For the new research, Bartusevičius surveyed 2,170 adults from South Africa, 1,000 from Venezuela, 1,574 from Nicaragua, and 1,539 from the United States. The survey asked the participants about their attendance at political demonstrations, participation in political violence over the last year, and future intentions to engage in political violence. The survey also asked, “How physically strong are you compared to other people from your sex?”
After controlling for gender, age, education, and subjective socioeconomic status, Bartusevičius found that self-perceived strength was associated with both participation in political violence and intentions to engage in political violence.

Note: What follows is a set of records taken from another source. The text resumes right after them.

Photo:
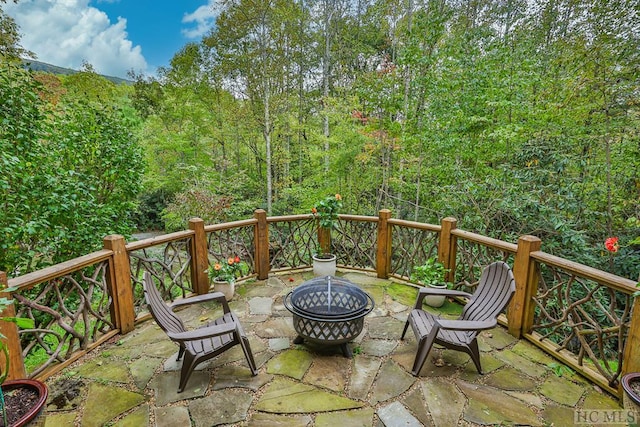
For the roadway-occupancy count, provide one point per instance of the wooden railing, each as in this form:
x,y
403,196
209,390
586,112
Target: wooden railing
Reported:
x,y
580,315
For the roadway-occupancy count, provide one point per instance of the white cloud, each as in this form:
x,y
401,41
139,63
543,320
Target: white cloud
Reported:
x,y
204,19
67,32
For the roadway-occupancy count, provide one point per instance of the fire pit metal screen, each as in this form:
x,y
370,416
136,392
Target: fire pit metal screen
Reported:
x,y
329,311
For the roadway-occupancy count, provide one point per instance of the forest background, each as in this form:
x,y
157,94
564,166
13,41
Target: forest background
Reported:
x,y
515,117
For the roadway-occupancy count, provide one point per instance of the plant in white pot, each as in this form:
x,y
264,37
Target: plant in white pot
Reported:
x,y
326,212
223,275
21,401
431,274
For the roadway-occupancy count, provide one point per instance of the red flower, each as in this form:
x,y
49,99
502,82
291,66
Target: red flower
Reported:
x,y
612,244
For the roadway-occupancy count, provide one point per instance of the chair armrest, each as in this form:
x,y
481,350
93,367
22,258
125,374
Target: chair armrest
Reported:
x,y
466,325
213,296
201,333
423,292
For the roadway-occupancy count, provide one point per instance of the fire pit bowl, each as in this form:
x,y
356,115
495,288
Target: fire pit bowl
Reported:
x,y
328,311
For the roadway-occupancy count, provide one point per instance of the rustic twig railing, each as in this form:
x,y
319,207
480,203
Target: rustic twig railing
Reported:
x,y
580,315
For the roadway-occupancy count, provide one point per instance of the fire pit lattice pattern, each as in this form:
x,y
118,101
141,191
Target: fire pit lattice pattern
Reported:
x,y
329,311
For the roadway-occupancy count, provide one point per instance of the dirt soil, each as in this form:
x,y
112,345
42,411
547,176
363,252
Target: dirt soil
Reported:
x,y
17,403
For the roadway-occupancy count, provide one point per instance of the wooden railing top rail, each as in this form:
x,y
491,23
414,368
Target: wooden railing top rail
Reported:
x,y
31,279
361,218
301,217
228,225
153,241
487,241
285,218
618,283
414,224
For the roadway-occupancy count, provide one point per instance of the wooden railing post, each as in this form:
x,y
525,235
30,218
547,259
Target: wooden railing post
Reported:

He also found that gender and age influenced the relationship between self-perceived strength and political violence.
“I found that men (compared to women) and the young (compared to the old) were also more motivated to engage in violence. The three variables (strength, gender, and age), combined, explained a substantial variation in people’s motivations for violence,” Bartusevičius told PsyPost.
“The main take away from these results is that just by looking at a basic set of individual differences we can account for a considerable share of variation in people’s willingness to engage in contemporary political violence. Conventional explanations of political violence stress nuanced political, economic, cultural, and environmental factors.”
“My research suggests that we should not overlook the role of elemental individual characteristics, especially those that have been shown to relate to aggression in the interpersonal domain. In short, variables that relate to interpersonal aggression are also variables that likely relate to the use of aggression in politics,” Bartusevičius explained.
The findings are in line with another study published this year, which found that physical strength predicted the endorsement of military action to solve global conflicts.
Bartusevičius found that self-perceived strength was associated with political violence among both men and women. Previous research, in contrast, has “found that stronger men (but not stronger women) were more aggressive in dyadic (one-on-one) conflicts,” he explained. “This hints at differences between dyadic aggression and modern forms of coalitional aggression, such as violent antigovernment protests.”
Of course, physical strength is just one of many factors associated with political violence. “The correlations between strength and motivations for political violence were small,” Bartusevičius said. “This implies that one’s physical strength plays only a small role in the decision to take part in such violence. In our other studies, we identified a range of variables that were associated with political violence many times more strongly than physical strength.”
“One such variable is people’s political orientation (e.g., preference for an autocratic versus democratic form of governance). This, however, should not be a surprise: Political violence involves incompatibilities over complex political issues, and hence it seems natural that people’s orientations toward these issues play a bigger role in their motivations to engage in political violence. What is more striking is that strength — a physiological characteristic — plays a non-negligible role in such complex motivations.”
The study was correlational, meaning no causal inferences can be made at this point. “We do not know whether strength causally increases motivations for violence or, alternatively, whether some other characteristic (e.g., tendency to take risks) increases self-perceived strength and motivations for political violence,” Bartusevičius explained.
“Hence, future research should explore ways to assess whether strength causally relates to motivations for violence. Also, future studies should explore the role of strength (and other characteristics) of political leaders, whose decisions over political violence (e.g., whether to initiate it or not) might be much more consequential than those of ordinary citizens.”
The study, “Physical strength predicts political violence“, was published online May 10, 2021.